Frikking amazing but also somewhat disturbing..

So regarding the lockup version of this executable.. I can't test anything if i can't reproduce the problem that i'm having..

I hope that others out there doesn't need to test this version because actually who want's to deal with bugs that you need a workaround for anyway..

If my issues change and the cuda.exe starts hanging again i will definitely beta try this app and report further but as i said, my computer needs to start locking up again first...

Kind regards Vyper
Title: Re: V11 of CUDA MB mod - attempt to restart freezed apps
Post by: Raistmer on 05 Apr 2009, 07:15:27 am
Fine, I'm happy that problem disappears w/o such watchdog version using (it will slow down processing, very small slowdown though but ...).
I use it more than week on my dual GPU host and no more hangs I noticed. Maybe it helps, maybe simple no hangups - I didn't look in every stderr to findout there were restarts or not.
No invalid results from that host - it's enough for me for now.
If someone encounter some bug - he can report it. I'm busy with AP and  newly recived ATI cards now.
Title: Re: V11 of CUDA MB mod - attempt to restart freezed apps
Post by: Zeus Fab3r on 09 Apr 2009, 06:21:32 am
Fine, I'm happy that problem disappears w/o such watchdog version using (it will slow down processing, very small slowdown though but ...).
I use it more than week on my dual GPU host and no more hangs I noticed. Maybe it helps, maybe simple no hangups - I didn't look in every stderr to findout there were restarts or not.
No invalid results from that host - it's enough for me for now.
If someone encounter some bug - he can report it. I'm busy with AP and  newly recived ATI cards now.
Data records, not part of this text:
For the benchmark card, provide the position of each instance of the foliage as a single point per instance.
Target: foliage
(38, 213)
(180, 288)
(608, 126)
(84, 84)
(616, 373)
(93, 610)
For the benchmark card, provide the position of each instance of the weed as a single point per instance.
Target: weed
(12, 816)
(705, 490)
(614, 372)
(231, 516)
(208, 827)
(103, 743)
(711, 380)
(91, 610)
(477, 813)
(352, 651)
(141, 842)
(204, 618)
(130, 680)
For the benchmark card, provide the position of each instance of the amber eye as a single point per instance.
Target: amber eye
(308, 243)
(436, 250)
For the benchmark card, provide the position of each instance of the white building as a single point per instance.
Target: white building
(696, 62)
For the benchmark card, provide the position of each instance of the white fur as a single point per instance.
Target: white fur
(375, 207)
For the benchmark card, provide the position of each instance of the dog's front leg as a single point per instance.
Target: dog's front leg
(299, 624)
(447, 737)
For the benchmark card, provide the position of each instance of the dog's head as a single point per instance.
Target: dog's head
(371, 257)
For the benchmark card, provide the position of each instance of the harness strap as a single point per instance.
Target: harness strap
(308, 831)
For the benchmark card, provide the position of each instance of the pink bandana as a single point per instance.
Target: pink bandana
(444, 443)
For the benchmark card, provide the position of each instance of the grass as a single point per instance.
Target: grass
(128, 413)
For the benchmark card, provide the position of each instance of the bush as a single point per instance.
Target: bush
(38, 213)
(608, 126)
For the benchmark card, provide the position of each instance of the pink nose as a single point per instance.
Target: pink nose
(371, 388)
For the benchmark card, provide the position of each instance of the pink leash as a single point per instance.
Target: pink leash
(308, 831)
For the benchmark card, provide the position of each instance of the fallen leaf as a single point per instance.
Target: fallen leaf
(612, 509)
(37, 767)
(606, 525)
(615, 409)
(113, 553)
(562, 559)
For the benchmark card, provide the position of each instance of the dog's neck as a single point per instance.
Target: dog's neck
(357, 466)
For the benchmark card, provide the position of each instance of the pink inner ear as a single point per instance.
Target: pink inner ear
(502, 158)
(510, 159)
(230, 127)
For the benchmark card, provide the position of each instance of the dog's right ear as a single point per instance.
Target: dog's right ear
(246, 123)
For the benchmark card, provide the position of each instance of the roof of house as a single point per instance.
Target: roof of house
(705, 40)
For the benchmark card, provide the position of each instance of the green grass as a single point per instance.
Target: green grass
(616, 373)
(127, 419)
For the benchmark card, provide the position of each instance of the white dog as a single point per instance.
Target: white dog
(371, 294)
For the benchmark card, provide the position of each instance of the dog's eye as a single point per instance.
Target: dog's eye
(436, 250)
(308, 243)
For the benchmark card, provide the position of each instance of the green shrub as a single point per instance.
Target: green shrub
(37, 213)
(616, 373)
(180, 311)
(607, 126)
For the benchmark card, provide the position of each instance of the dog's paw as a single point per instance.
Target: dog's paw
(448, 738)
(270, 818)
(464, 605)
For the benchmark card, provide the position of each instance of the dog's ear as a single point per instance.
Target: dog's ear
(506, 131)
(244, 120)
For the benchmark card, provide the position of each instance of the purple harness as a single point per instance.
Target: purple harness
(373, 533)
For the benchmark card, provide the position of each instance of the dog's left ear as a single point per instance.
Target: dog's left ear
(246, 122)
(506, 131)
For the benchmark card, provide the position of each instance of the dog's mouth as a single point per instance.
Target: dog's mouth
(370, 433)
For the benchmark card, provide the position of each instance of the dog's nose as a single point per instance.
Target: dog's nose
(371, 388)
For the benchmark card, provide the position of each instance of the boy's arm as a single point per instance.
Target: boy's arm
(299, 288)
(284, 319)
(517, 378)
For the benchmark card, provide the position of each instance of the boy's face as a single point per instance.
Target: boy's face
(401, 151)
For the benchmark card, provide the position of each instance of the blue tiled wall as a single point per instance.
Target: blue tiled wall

Finally a solution that actually works  ;D
3 days, 24/7 w/o single hangup and counting. Great job !
Still have a question. Can I run this cross_watch mod alongside opt AP?

Thanks again Raistmer.
Title: Re: V11 of CUDA MB mod - attempt to restart freezed apps
Post by: Raistmer on 09 Apr 2009, 04:25:37 pm
Still have a question. Can I run this cross_watch mod alongside opt AP?
As long as at least 2 GPU apps running too. BOINC can't schedule correctly other apps with team MB pack. But you could try to use BOINC 6.6.20 (recommended one now) and this cross-watch build w/o CPU teampack part. Not usre what result it will give, but maybe it will work OK.
Title: Re: V11 of CUDA MB mod - attempt to restart freezed apps
Post by: chelski on 18 Apr 2009, 01:36:31 pm
I'm using MB_6.08_mod_CUDA_V11_def_func_FFTW_ESTIMATE_update in a V9 structure (e.g. without a number_of_cpus) in order to run AP on CPUs and MB on GPUS and still get the occasional freeze at 0%.  Is there a workaround for this structure - e.g. cross watch not between CPU-MB app and GPU-MB app but between AP and GPU-MB app to solve the freezing issue?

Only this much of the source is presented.